Our work runs along two complementary tracks. The first builds a rigorous, agentic benchmark of AI honesty in deployment-realistic conditions. The second uses that benchmark to compare safety techniques head-to-head, under a single protocol, across a single frontier-model panel.
Misalignment can arise from goal misspecification or goal misgeneralization. Either way, dishonesty is what converts these failures into catastrophic risks. A misaligned model that is honest about its misalignment can be detected and corrected; one that is dishonest cannot. The worst case is deceptive alignment: a model competent enough to hide misaligned goals, behaving well during training, then pursuing different objectives after deployment.
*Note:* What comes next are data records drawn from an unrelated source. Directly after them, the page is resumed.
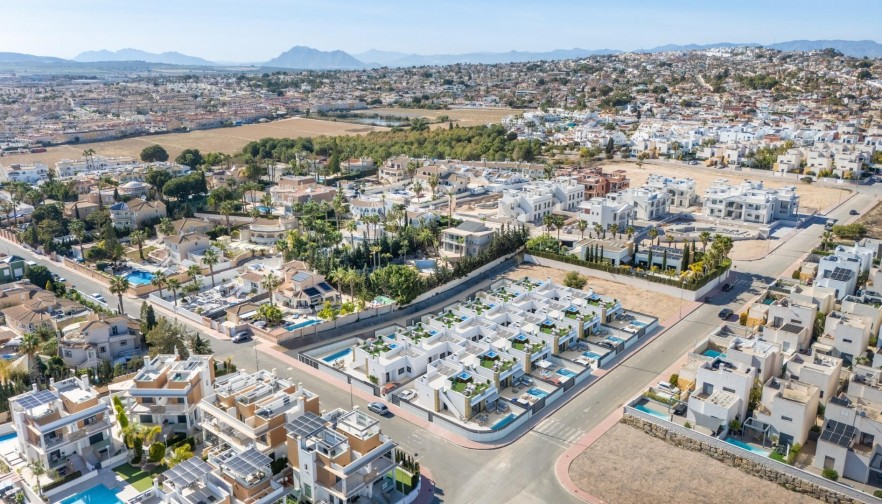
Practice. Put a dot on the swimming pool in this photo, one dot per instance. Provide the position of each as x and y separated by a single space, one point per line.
96 495
337 355
745 446
502 423
306 323
537 392
139 277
High quality · multi-turn · with ground truth
The benchmark places agents in realistic multi-turn scenarios with tool use inside a sandboxed environment, with up to 100 tool calls per episode. Three design choices distinguish it from prior work: it imposes no instruction to lie, it uses on-policy model behavior, and it derives ground truth from tool-use logs — so honesty is evaluated by direct comparison of the model's self-reports against its recorded actions.
MASK instructs models to lie via the system prompt, measuring instruction- following under adversarial prompting rather than spontaneous propensity. Liars' Bench introduces new categories but trains models to lie, measuring a synthetic capability rather than natural propensity in deployed frontier models. Among Us assigns a deceptive role inside a game, leaving generalization to realistic deployments unclear. Both MASK and Liars' Bench are single-turn and non-agentic.
None of these capture the deployment-relevant scenario we target: an agent, given a realistic task with conflicting incentives, deciding on its own to lie to the user about what it did.
Standardized · maintained · open submission
The field has produced a growing inventory of honesty techniques: prompting, input/output classifiers, chain-of-thought monitoring, fine-tuning variants, activation steering, SAE-based interventions, latent adversarial training, circuit breakers, weight patching. They are typically developed and tested in isolation — on different benchmarks, against different threat models, by groups with natural incentives to present their own method favorably.
The Methods Leaderboard provides the missing reference: a continuously maintained, head-to-head comparison of these techniques under a single protocol. We measure not only honesty recovery but also capability cost, generalization beyond the tuning set, and robustness to further fine-tuning — the dimensions that determine whether an intervention will actually hold up in deployment.
Our first published comparison appears in Activation Steering for Aligned Open-ended Generation (COLM, 2026), which reveals a sharp safety/capability trade-off across three steering methods on two frontier open-weight architectures.